12. Come anticipato, la Corte di Strasburgo, in materia di rapporti tra separati procedimenti finalizzati all’irrogazione di sanzioni penali e sanzioni disciplinari, non ha mai affermato la sussistenza del divieto di bis in idem ex articolo 4 del Protocollo n. 7 alla Convenzione EDU.
12.1. In verita’, l’operativita’ del predetto divieto, con riferimento alla predetta materia, e’ stata addirittura espressamente esclusa.
12.1.1. Come dedotto dal Governo norvegese nel caso deciso dalla Corte EDU, Grande Chambre, sentenza 15 novembre 2016, caso A. e B. c. Norvegia (§ 67), dal rapporto esplicativo del Protocollo n. 7 risulta che il contenuto dell’articolo 4 del Protocollo “e’ stato concepito per riguardare i procedimenti penali stricto sensu.
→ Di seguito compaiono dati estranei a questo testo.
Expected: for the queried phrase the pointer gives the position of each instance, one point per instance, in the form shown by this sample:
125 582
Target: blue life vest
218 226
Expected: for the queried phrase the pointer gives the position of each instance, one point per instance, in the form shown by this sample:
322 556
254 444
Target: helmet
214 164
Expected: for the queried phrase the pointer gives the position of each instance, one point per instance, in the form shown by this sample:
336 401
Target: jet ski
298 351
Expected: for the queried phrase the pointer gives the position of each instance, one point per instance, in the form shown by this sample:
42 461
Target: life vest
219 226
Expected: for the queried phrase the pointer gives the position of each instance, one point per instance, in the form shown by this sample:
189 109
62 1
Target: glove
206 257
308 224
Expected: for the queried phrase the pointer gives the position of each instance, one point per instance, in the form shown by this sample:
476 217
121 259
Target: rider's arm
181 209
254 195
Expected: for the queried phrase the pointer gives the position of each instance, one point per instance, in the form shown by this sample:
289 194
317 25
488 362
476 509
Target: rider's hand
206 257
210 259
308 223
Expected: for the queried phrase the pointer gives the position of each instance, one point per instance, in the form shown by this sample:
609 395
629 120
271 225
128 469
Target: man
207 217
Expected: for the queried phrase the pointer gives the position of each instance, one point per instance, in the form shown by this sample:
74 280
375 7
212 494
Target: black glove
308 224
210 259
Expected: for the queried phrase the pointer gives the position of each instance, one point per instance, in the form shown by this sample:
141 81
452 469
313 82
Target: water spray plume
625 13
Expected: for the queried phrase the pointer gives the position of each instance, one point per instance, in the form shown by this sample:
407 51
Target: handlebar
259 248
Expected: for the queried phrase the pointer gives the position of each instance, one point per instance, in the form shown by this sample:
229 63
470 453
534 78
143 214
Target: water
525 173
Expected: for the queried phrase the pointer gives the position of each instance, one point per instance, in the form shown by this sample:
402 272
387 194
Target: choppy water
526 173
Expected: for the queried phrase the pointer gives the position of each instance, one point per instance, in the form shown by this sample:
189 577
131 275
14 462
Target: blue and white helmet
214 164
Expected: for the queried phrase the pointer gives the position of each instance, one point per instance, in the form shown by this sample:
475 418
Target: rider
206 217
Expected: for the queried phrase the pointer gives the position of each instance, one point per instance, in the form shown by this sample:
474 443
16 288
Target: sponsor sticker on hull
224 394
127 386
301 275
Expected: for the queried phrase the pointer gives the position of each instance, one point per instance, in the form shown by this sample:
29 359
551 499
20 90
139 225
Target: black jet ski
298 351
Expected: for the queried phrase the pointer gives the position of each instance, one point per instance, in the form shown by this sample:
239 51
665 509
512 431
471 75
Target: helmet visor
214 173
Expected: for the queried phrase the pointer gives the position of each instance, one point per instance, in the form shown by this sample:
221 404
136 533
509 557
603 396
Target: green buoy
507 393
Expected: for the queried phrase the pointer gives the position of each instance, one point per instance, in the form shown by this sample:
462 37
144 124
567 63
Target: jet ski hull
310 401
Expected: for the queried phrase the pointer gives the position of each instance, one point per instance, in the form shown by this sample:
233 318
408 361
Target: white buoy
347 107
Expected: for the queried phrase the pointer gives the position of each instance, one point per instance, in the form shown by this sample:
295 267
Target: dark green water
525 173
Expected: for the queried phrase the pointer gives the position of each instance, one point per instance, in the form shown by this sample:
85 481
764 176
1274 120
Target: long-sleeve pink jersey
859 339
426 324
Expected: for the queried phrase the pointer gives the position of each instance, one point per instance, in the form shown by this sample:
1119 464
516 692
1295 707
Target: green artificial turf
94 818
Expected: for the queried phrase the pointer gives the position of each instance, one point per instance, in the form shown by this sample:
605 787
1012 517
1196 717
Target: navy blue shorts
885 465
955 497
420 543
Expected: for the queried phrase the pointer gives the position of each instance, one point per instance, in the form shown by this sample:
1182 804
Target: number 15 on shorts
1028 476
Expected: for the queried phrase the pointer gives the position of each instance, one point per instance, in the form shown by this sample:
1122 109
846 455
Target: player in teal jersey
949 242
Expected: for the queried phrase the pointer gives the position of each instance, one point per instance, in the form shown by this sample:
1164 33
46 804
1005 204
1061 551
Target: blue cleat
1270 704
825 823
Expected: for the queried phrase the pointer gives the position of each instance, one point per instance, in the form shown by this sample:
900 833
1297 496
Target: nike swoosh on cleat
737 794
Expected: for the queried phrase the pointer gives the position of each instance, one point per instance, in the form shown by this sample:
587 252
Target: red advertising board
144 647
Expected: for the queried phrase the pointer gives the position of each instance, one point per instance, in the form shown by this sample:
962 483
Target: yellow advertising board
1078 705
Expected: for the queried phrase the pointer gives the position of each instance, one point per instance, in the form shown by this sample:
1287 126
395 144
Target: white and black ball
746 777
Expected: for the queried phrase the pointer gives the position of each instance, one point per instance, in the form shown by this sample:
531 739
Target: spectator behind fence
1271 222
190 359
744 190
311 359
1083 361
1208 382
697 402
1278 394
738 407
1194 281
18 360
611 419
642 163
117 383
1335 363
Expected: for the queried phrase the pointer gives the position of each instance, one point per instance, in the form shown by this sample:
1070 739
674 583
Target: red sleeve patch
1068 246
Tale rapporto indicherebbe nel suo paragrafo 28 che non era sembrato necessario definire l’illecito come “penale” in quanto il contenuto dell’articolo 4, “che contiene gia’ i termini “penalmente” e “procedimento penale”, rendeva questa precisazione inutile nel testo stesso dell’articolo”. Nel paragrafo 32 il rapporto sottolineerebbe che l’articolo 4 del Protocollo n. 7 non vieta che si tengano procedimenti “di natura diversa (ad esempio un procedimento disciplinare, nel caso di un funzionario)”. Inoltre, l’articolo 6 e l’articolo 4 del Protocollo n. 7 perseguivano scopi diversi, se non addirittura opposti, dato che il primo aveva lo scopo di rafforzare le garanzie procedurali in materia penale”.